Horowitz is another of the seemingly endless stream of talented artists arising from Australia. The burgeoning producer already has a well-defined, dark sound that’s earned him acknowledgment from a number of legendary producers, including Deadmau5, John Digweed, and Maceo Plex.
Horowitz’s second EP, The Drip, continues the young producer’s techno adventure with three impressive original productions and two remixes. Horowitz begins the EP on a progressive note with its titular track, before delving into “Flex,” a more classic techno track. The Drip rounds out with “Deep Pan Man,” a steadily driving piece, deftly layered with the massive textures that tend to grace this style of techno.
Machete has a percussive, industrial style that perfectly matches the name and complements the choice of originals to remix flawlessly. It can be difficult to choose a theme and consistently follow through with it, but Machete has nailed this feat already. With only three tracks in the bag thus far, there is little doubt they Machete will soon be as big as his, her, or their sound design is already.
Machete has successfully taken a stab at Pump Panel’s track “Confusion,” perhaps best known for its role in the Blade movie series by thickening the original composition and lowering it’s rhythmic pace into the mid-tempo range. Over 20 years have passed since the release of “Confusion, but Machete’s revamp feels right at home in current times.
Noé is one of the many extraordinarily talented women entering the electronic music scene, and possesses a level of talent that will likely help her ascend to the ever-growing ranks of the industry’s female influencers. Her latest track “In The Dark” is a great combination of electronic and pop, with just the right amount of edginess. In a Facebook post, Noé said that her track “In the Dark” is “most important to [her] as it represents [her] reaction and response to the mass murders that have been occurring worldwide, and most particularly, those of November 2015, in Paris.”
A slight step away from the electronic realm, Bryce Fox‘s sound is almost reminiscent of The Black Keys’ stylings, though Fox sets himself apart by inserting his own technologic inspirations into his work. Fox’s epic production and powerful, versatile voice lend a raw energy to his tracks, particularly “Voodoo” and “Horns.” The burgeoning singer/songwriter is a force to be reckoned with, and would not be a surprising addition to the undercard of an imminent Coachella installation.

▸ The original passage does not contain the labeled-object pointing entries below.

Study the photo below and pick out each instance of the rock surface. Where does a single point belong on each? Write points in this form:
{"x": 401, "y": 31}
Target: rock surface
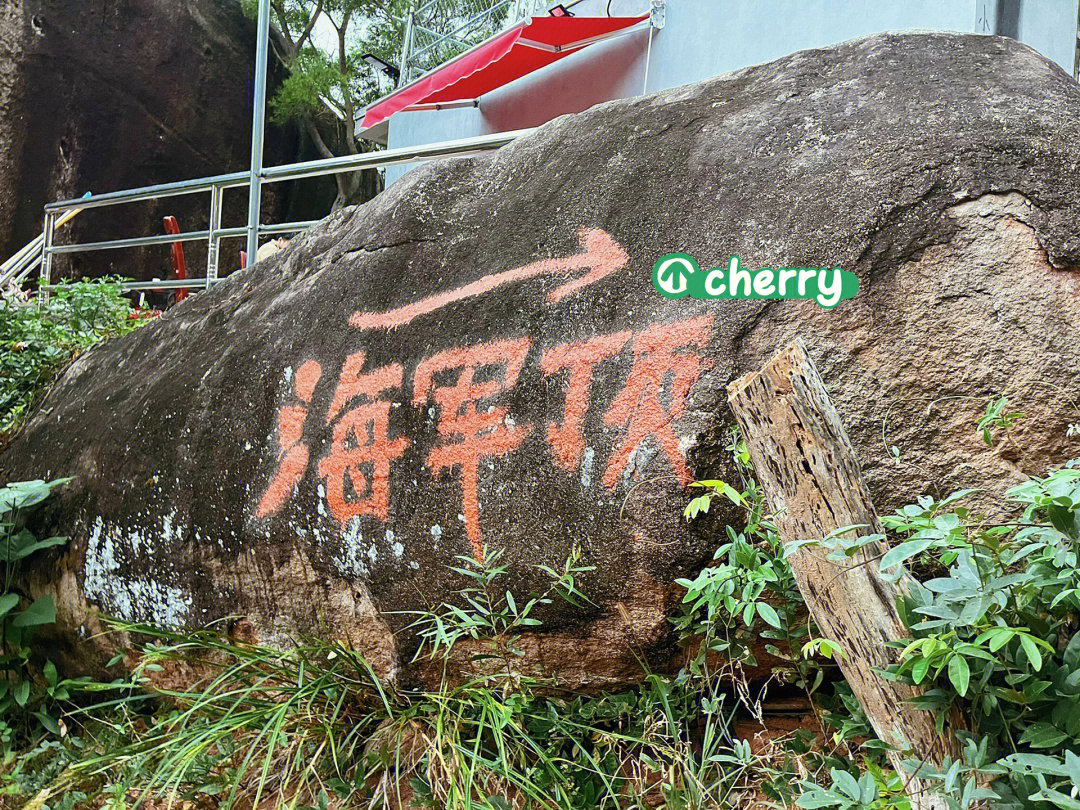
{"x": 120, "y": 94}
{"x": 310, "y": 445}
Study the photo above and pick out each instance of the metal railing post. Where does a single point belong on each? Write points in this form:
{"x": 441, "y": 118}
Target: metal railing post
{"x": 46, "y": 256}
{"x": 406, "y": 48}
{"x": 214, "y": 240}
{"x": 258, "y": 129}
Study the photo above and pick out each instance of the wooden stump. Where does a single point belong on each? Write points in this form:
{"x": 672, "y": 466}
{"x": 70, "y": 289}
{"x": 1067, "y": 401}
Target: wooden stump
{"x": 808, "y": 470}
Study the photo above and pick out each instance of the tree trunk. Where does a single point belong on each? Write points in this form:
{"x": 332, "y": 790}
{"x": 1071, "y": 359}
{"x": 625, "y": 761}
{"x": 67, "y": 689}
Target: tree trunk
{"x": 812, "y": 481}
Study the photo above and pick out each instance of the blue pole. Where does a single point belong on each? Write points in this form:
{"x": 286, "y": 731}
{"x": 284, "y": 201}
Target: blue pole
{"x": 258, "y": 124}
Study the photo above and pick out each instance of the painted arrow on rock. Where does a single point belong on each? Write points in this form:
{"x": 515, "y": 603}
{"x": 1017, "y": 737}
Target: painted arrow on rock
{"x": 602, "y": 257}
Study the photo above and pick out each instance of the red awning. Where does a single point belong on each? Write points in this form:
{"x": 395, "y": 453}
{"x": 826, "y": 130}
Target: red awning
{"x": 525, "y": 48}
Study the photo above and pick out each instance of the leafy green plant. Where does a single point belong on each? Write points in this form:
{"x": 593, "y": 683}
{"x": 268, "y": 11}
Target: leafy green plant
{"x": 487, "y": 610}
{"x": 748, "y": 593}
{"x": 37, "y": 341}
{"x": 26, "y": 704}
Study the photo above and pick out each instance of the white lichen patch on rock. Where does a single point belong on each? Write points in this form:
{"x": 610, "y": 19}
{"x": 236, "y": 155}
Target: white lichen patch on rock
{"x": 112, "y": 550}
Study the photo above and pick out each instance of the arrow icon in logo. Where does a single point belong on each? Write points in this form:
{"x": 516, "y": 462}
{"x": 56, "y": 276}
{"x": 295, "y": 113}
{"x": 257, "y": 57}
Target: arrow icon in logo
{"x": 602, "y": 257}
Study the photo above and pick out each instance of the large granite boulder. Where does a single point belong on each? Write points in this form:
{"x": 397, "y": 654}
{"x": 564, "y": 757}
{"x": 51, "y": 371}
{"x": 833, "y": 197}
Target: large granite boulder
{"x": 477, "y": 358}
{"x": 100, "y": 96}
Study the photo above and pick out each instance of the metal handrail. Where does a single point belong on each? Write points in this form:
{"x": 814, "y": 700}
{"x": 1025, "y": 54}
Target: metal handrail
{"x": 13, "y": 271}
{"x": 57, "y": 213}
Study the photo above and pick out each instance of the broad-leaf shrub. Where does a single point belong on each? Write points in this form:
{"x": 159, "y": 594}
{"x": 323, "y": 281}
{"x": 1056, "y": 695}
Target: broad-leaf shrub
{"x": 38, "y": 340}
{"x": 27, "y": 703}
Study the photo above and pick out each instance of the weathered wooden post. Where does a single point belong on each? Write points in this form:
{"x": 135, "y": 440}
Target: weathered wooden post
{"x": 808, "y": 470}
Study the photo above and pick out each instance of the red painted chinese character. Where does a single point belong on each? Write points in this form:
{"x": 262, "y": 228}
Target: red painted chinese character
{"x": 294, "y": 454}
{"x": 361, "y": 437}
{"x": 638, "y": 407}
{"x": 566, "y": 440}
{"x": 470, "y": 427}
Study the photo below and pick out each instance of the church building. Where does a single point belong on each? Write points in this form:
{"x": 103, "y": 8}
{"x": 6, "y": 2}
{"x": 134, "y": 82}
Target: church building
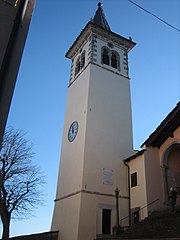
{"x": 97, "y": 153}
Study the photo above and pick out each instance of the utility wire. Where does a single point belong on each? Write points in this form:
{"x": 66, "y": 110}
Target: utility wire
{"x": 154, "y": 15}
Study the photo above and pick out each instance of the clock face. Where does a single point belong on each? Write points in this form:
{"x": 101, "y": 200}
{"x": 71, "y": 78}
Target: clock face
{"x": 73, "y": 131}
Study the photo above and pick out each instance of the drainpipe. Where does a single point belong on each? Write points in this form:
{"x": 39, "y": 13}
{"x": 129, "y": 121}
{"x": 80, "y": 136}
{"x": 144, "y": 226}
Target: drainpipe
{"x": 129, "y": 192}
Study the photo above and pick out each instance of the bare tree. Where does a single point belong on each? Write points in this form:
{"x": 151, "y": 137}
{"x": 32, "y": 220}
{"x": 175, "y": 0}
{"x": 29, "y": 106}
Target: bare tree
{"x": 20, "y": 181}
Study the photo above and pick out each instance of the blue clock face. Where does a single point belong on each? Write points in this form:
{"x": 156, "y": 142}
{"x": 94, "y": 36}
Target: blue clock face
{"x": 73, "y": 131}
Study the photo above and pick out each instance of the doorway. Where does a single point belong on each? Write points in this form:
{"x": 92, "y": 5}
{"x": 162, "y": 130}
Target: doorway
{"x": 106, "y": 221}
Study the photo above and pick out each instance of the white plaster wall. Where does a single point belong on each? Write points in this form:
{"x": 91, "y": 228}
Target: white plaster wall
{"x": 72, "y": 154}
{"x": 138, "y": 193}
{"x": 109, "y": 131}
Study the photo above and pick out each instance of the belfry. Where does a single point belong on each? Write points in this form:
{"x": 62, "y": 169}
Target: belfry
{"x": 97, "y": 134}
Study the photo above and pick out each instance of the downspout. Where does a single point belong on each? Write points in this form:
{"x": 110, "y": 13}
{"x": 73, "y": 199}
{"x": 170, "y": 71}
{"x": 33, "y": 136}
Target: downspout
{"x": 129, "y": 192}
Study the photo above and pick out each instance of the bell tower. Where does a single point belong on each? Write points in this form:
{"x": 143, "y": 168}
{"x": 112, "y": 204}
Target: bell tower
{"x": 97, "y": 134}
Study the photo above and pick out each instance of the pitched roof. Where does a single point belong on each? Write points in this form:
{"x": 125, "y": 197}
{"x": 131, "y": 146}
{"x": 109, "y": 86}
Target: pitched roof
{"x": 165, "y": 129}
{"x": 99, "y": 18}
{"x": 134, "y": 156}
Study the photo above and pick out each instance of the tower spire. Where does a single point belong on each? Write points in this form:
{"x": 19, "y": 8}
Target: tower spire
{"x": 99, "y": 18}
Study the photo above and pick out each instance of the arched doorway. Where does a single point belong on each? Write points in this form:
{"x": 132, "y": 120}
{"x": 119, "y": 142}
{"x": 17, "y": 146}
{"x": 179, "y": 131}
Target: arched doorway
{"x": 171, "y": 168}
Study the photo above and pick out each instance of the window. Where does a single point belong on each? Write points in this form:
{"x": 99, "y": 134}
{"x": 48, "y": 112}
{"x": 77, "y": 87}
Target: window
{"x": 114, "y": 60}
{"x": 134, "y": 179}
{"x": 105, "y": 56}
{"x": 80, "y": 63}
{"x": 106, "y": 221}
{"x": 82, "y": 59}
{"x": 110, "y": 57}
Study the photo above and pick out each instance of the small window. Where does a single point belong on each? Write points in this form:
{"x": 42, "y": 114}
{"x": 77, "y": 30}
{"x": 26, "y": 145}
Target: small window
{"x": 82, "y": 59}
{"x": 78, "y": 65}
{"x": 134, "y": 179}
{"x": 114, "y": 60}
{"x": 105, "y": 57}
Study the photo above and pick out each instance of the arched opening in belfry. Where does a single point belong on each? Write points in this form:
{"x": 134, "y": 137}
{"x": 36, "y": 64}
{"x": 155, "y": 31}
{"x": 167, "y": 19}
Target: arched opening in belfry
{"x": 171, "y": 166}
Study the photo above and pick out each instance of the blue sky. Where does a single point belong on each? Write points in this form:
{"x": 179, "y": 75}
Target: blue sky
{"x": 39, "y": 100}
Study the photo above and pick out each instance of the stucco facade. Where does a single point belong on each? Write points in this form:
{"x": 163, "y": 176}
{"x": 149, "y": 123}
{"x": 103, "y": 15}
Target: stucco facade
{"x": 91, "y": 165}
{"x": 157, "y": 167}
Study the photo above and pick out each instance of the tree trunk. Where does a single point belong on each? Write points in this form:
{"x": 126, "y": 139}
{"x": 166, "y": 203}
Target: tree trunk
{"x": 5, "y": 218}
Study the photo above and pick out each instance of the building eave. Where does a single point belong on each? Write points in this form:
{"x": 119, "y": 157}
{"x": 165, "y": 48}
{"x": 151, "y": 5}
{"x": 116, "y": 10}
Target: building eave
{"x": 165, "y": 129}
{"x": 134, "y": 156}
{"x": 91, "y": 27}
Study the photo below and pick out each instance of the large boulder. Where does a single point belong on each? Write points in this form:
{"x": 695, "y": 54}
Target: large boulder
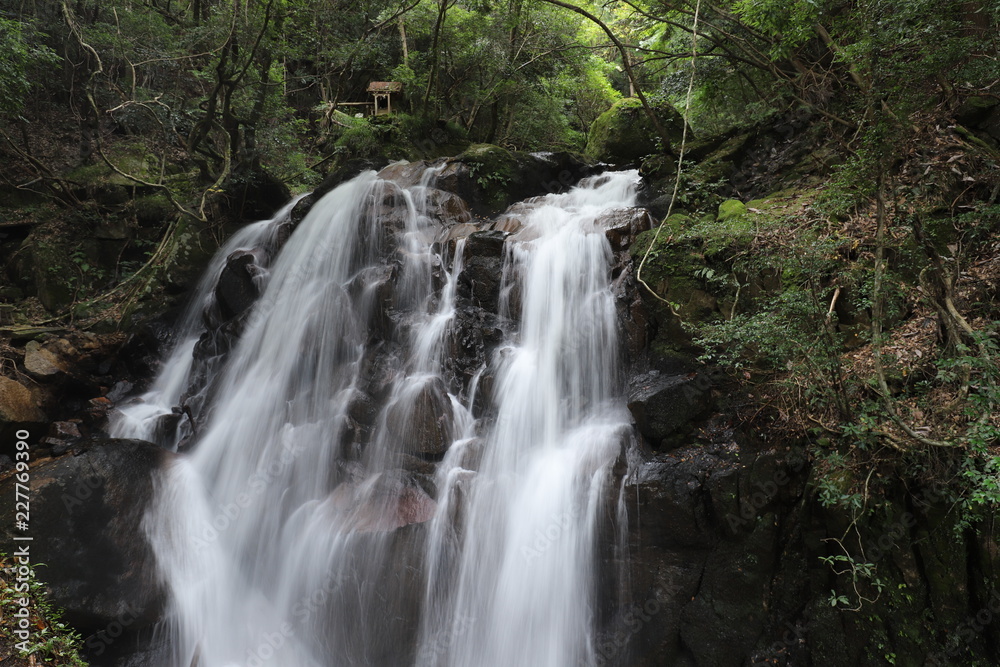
{"x": 17, "y": 407}
{"x": 663, "y": 404}
{"x": 483, "y": 272}
{"x": 624, "y": 134}
{"x": 86, "y": 524}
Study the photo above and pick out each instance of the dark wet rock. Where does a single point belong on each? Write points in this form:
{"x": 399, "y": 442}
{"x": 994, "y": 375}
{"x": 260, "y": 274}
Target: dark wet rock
{"x": 237, "y": 290}
{"x": 490, "y": 178}
{"x": 61, "y": 436}
{"x": 254, "y": 194}
{"x": 446, "y": 208}
{"x": 622, "y": 226}
{"x": 420, "y": 419}
{"x": 483, "y": 272}
{"x": 18, "y": 408}
{"x": 664, "y": 404}
{"x": 42, "y": 363}
{"x": 86, "y": 516}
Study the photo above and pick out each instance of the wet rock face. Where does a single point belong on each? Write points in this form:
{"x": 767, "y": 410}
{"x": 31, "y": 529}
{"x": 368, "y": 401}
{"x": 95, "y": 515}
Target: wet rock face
{"x": 701, "y": 572}
{"x": 237, "y": 289}
{"x": 86, "y": 516}
{"x": 483, "y": 273}
{"x": 663, "y": 404}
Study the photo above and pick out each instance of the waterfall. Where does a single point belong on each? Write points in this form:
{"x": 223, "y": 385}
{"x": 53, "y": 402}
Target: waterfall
{"x": 342, "y": 502}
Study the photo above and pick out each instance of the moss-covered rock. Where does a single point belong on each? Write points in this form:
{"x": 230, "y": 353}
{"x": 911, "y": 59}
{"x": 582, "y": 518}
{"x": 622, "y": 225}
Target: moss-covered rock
{"x": 624, "y": 134}
{"x": 731, "y": 208}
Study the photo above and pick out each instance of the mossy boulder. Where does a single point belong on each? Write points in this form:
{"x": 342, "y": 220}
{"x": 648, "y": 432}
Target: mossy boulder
{"x": 624, "y": 134}
{"x": 45, "y": 268}
{"x": 672, "y": 270}
{"x": 731, "y": 208}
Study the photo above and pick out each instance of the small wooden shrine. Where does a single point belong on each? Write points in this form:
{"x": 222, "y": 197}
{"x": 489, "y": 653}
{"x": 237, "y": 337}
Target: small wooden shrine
{"x": 382, "y": 95}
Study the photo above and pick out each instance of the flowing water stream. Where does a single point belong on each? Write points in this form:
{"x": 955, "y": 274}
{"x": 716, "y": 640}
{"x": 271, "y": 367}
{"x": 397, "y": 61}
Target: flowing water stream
{"x": 284, "y": 538}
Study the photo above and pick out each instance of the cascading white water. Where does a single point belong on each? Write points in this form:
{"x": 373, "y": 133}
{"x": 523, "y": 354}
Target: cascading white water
{"x": 140, "y": 418}
{"x": 280, "y": 546}
{"x": 513, "y": 585}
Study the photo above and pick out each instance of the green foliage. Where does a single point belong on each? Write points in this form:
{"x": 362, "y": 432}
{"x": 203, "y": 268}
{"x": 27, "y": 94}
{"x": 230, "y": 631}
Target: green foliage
{"x": 24, "y": 62}
{"x": 789, "y": 24}
{"x": 51, "y": 639}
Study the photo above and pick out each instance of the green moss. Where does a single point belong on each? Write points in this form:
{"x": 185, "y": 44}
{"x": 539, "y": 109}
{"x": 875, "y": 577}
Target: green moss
{"x": 732, "y": 208}
{"x": 625, "y": 134}
{"x": 492, "y": 168}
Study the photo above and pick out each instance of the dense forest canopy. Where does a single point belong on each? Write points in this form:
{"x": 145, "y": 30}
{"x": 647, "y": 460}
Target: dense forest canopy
{"x": 229, "y": 86}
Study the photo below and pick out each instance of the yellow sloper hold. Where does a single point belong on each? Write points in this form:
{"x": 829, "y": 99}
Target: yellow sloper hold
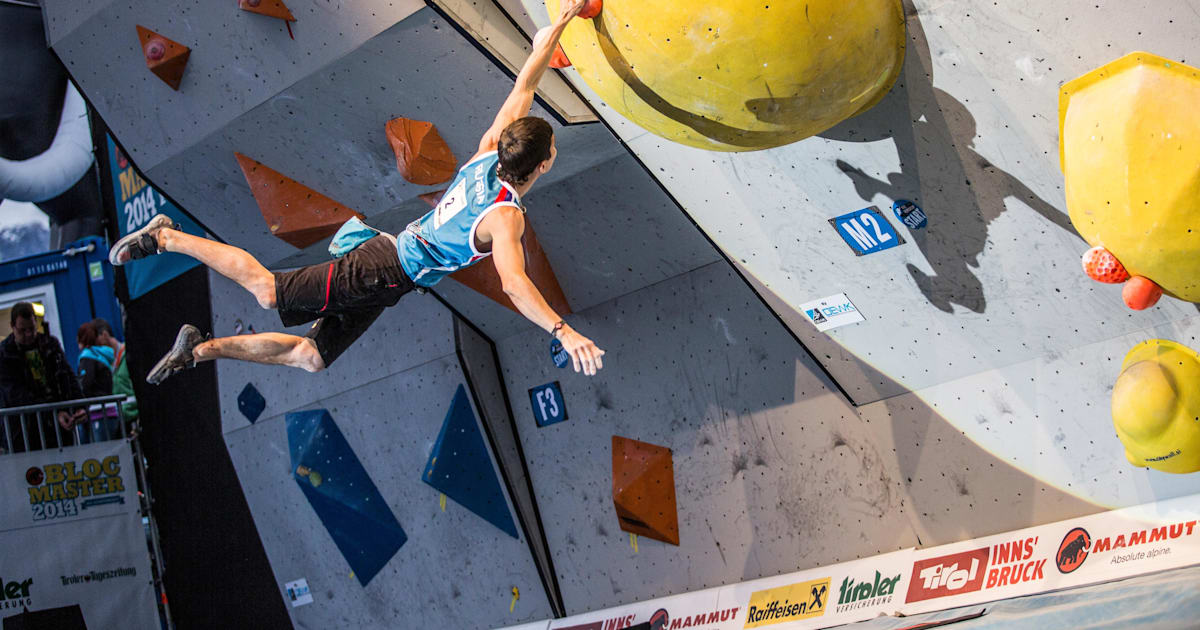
{"x": 1129, "y": 148}
{"x": 1156, "y": 406}
{"x": 738, "y": 75}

The French always seem to be ahead of the curve when it comes to innovation in electronic music. Newcomer Offramp is a sound example of this notion, primarily due to his clever combination of instruments that most would never think to bring together on a single track. “Tataki,” for instance, combines Asian flutes and string plucks with Western-inspired horns in an indelible way, all tied together by his production mastery.